Wednesday, July 12, 2006

Sufjan Stevens -- Illinois

You'll hear Sufjan's (pronounced SOOF-YAHN's - an Arabic/Persian name that predates Islam) electronic keyboard beginnings in the midst of swelling orchestral arrangements and hideously-long-titled songs [case in point, "Oh God Where are you Now? (In Pickeral Lake? Pigeon? Marquette? Mackinaw?"] about growing up in Detroit, Michigan, on his first concept release, Michigan, issued in 2003. He had three previous releases, A Sun Came, Enjoy Your Rabbit, and Seven Swans. He has a Christian bent and following but self-promotes saying he does not "overtly advertise himself in this respect." I never detected any preaching in my listenings.

The media didn't really find Sufjan until his second concept CD, Illinois, was released two years later. *Note: the actual CD is titled Sufjan Stevens Invites You to Come on feel the Illinoise. Avalanche (subtitled The Avalanche - Outtakes and Extras from the Illinois Album), Sufjan's sixth release, was just released featuring embellished and honed outtakes from the Illinoise CD conceptual library.

He has promised no less than 50 concept CD's - one for every state in the union (although at times, the gesture comes across as tongue-in-cheek and garnered him more acclaim for his second concept album, Illinios, than might have otherwise been garnered). Oregon and Rhode Island are rumoured to be next. He has some serious catching up to do if he's going to complete this outrageous goal. His Avalanche tour begins this month with select larger cities on the list and a small string ensemble and brass section (see Austin City Limits Music Fest reference/rumour at the end of this post).
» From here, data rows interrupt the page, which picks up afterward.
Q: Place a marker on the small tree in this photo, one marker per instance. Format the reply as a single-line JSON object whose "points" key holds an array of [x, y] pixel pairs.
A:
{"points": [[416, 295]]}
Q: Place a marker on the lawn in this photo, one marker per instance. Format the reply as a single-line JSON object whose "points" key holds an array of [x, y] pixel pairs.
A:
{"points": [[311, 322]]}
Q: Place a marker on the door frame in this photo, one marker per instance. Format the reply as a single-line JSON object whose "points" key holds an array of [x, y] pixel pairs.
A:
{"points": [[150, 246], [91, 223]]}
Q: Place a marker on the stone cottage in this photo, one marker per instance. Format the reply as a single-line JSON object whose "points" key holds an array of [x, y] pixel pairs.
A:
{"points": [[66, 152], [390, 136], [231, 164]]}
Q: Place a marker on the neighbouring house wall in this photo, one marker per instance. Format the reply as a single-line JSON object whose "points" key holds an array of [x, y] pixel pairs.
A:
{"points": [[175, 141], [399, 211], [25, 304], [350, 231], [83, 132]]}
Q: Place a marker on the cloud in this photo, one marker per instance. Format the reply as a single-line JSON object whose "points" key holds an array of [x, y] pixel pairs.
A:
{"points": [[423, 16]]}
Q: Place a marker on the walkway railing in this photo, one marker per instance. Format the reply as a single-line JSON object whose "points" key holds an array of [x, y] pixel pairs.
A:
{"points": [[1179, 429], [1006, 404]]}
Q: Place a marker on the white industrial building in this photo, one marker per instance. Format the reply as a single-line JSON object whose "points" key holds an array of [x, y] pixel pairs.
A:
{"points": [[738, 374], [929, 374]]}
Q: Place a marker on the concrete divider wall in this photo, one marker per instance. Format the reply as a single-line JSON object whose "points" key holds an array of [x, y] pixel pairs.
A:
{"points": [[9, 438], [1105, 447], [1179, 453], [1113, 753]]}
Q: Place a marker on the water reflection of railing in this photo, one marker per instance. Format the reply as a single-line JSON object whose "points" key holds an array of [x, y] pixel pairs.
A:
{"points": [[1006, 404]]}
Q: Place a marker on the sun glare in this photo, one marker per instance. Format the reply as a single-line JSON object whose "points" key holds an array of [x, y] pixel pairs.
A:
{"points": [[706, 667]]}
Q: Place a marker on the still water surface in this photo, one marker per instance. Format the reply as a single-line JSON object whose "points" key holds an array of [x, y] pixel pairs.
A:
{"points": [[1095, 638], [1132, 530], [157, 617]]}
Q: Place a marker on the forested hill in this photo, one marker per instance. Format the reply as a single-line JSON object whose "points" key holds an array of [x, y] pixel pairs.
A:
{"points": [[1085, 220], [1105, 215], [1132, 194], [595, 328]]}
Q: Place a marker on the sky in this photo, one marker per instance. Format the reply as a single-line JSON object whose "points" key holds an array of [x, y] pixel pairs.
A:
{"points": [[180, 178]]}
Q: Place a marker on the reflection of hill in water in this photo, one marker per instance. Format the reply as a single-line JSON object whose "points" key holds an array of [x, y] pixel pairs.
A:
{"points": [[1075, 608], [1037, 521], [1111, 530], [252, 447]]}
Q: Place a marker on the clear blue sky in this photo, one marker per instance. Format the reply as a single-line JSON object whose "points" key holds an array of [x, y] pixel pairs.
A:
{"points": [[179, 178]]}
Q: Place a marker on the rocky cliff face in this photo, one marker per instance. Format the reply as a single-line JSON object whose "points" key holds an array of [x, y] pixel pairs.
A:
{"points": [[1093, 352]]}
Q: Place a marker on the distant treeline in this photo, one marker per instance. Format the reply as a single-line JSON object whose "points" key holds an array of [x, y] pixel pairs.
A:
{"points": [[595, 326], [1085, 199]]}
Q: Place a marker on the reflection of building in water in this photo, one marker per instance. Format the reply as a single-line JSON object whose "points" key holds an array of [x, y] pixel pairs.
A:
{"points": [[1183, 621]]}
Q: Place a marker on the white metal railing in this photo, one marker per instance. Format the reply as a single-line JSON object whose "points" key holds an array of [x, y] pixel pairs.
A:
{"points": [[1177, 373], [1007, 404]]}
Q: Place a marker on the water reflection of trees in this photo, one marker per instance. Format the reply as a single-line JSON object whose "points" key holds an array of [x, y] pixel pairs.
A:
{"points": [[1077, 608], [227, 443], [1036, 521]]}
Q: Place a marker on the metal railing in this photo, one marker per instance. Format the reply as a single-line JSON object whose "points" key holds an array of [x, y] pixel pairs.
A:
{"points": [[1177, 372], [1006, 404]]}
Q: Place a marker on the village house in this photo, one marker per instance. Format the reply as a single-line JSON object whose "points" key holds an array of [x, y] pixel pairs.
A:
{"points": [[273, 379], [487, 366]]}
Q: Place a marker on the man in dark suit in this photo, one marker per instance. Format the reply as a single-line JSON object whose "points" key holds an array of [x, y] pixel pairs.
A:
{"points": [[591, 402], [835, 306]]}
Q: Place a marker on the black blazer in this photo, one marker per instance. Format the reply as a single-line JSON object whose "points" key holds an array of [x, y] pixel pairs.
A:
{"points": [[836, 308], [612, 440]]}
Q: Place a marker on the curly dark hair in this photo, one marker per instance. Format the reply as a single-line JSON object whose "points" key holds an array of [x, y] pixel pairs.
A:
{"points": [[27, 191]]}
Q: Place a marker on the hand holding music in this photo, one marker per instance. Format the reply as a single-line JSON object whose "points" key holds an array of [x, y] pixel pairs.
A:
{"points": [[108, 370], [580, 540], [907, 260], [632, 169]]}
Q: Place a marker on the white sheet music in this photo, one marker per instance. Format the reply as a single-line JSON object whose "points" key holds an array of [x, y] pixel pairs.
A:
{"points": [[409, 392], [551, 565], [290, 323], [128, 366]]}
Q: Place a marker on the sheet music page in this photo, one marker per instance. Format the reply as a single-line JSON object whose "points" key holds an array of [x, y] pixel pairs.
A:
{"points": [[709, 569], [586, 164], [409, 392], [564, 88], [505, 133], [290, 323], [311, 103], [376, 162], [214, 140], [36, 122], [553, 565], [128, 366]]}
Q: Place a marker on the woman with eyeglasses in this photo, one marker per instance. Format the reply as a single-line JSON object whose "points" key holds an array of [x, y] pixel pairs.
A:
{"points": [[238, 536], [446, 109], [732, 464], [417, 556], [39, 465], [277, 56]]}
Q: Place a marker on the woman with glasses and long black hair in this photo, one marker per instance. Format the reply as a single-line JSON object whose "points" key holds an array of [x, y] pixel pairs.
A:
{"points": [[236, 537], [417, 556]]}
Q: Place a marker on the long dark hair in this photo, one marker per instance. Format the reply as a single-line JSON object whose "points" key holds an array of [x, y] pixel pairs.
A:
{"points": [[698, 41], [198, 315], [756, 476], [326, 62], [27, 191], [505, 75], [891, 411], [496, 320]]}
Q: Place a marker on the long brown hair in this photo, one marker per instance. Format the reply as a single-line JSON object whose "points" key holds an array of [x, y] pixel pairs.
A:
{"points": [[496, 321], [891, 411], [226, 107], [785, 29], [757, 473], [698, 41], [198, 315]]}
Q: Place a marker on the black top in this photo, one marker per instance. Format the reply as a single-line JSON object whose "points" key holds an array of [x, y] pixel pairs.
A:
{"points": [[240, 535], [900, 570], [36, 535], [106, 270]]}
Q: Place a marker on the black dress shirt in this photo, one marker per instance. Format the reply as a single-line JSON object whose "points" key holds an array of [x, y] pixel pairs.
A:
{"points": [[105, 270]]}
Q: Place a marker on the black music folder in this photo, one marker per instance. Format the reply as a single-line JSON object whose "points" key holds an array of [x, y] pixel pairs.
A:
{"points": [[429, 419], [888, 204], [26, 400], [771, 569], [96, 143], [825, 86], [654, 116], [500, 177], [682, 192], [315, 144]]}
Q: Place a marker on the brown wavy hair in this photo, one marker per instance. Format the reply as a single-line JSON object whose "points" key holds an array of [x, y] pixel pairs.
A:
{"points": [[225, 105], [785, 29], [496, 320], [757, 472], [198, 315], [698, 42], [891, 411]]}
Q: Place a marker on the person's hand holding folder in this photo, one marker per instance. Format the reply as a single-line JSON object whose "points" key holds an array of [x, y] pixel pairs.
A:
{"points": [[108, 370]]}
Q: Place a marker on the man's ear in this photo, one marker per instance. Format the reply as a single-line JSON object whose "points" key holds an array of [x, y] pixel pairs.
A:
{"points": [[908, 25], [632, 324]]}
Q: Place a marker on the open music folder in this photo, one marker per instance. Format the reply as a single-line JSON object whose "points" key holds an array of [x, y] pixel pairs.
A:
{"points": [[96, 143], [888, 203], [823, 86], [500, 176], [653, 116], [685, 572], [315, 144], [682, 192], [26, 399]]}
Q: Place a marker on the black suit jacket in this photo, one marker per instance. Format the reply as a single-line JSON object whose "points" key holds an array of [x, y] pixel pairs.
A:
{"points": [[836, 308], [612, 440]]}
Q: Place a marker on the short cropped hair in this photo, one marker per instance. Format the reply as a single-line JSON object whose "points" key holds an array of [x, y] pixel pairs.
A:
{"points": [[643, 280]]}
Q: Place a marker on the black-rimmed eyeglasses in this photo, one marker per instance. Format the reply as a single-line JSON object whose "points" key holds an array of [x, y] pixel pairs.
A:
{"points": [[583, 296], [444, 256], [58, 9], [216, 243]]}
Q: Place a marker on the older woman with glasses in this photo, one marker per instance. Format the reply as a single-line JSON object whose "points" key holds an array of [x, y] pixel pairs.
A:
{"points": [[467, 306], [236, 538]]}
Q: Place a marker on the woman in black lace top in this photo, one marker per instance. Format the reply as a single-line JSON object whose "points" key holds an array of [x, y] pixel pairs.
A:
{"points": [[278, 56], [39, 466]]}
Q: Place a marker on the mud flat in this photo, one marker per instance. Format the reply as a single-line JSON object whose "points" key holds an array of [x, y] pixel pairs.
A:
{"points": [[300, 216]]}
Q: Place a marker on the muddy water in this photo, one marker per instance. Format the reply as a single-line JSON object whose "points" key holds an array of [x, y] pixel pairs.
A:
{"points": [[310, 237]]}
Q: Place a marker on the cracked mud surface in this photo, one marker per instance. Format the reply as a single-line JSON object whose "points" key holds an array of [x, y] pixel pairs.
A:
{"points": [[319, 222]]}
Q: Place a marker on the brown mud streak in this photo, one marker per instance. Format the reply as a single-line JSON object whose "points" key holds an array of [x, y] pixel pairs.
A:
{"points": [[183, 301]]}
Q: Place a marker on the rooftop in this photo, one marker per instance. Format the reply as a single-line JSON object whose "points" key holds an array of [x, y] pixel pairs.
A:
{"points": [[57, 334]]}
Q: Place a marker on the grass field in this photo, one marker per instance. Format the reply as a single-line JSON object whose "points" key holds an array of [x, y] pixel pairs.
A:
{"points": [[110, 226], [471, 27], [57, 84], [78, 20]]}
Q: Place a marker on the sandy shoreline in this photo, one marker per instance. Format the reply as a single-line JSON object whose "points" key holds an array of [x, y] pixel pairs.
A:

Stevens is one of those "you'll either love him or hate him" falsetto-range artists that issues grandiose productions filled with extensive lists of instruments he's learned how to play since first sitting down to pound out a note on his trusty Casio keyboard with inserted loop sounds (like crickets chirping). His music is filled with horns, woodwinds, banjos, keyboards, and all manner of percussion (from shakers to sleigh bells). He writes, arranges, and produces his own recordings released by two independent music organizations -- Sounds Familyre and Asthmatic Kitty Records (a label he founded with his step-father).

For every blasting review you read, there's an equal counter of praise for his stylistic interpretations of life in Michigan and Illinois. Avalanche uses Illinois to cull his young adulthood memories into an outtake for the remaining second CD for the original epic. The material he developed was simply too unwieldly for one CD so he broke it into two instead.

Stevens uses well-known poets, writers, celebrities, and news clippings from each state to form the backbone for his songs. He researchers them voraciously to find new ways to incorporate their genius. I wonder who might stumble upon his genius to develop a visual accompaniment to the musical playground he's created. The CD's play like grand visceral operas much like Rufus Wainwright's work.

The tempo, emphasis, and vocals cry out for careful listening but you can't help but throw his CD's on for background filler. Some songs clock in at more than nine minutes on Michigan -- a more manageable seven minutes on Illinois. Not that elapsed song time has any indication of sheer enjoyment: "Green Grass and High Tides" and "In-a-Gadda-Da-Vida" as illustrations of that point.

Illinois is much more upbeat than Michigan, to be sure, but it also harbors its share of melancholy meanderings. You'll also find more female background singers on Illinois which adds to the bouyancy of the effort. And ... a humanizing look at serial killer John Wayne Gacy, Jr. (some say he has a fascination with him - of that, he's not alone, I'm sure). Some (one reviewer in particular: Stephen Thomas Erlewine at allmusic dot com) compare him to a teenager that never grew beyond writing impish, self-effacing, overblown songs. I have to disagree. Sufjan studies such a diverse array of people and subjects so voraciously that his reach is far beyond that of a child.

My favorite song on both albums is the six-minute "Chicago" on Illinois. It's big and bold and driving one minute and then, filled with a chorus reminding me of how life changes in small steps with recognition far behind the actual event that drove the change.

"You came to take us. All things go. All things go. To re-create us. All things go. All things go. We had our mind set. All things know. All things know. You had to find it. All things go. All things go."

They're both gorgeous CD's and worth a few listens on a foggy Sunday morning that eventually gives way to a beautiful sunny afternoon filled with good friends and memories of life in your town.

If you want to find out more about Sufjan Stevens or buy his CD's check out Asthmatic Kitty. The rumour mill is churning on whether or not Sufjan will play Austin City Limits Music Festival this September 15 at 9:00 p.m. Will he, or won't he? It would make my ACL trip a much greater one, I'm sure. Methinks he's playing the Paramount Theater for $30 seated in Level One in Austin for two dates at the same time. Hopes be dashed to hell and back!


Blogger Mr. Curiosity said...

I've heard that there are a few prime time slots available, hopefully he'll fill one.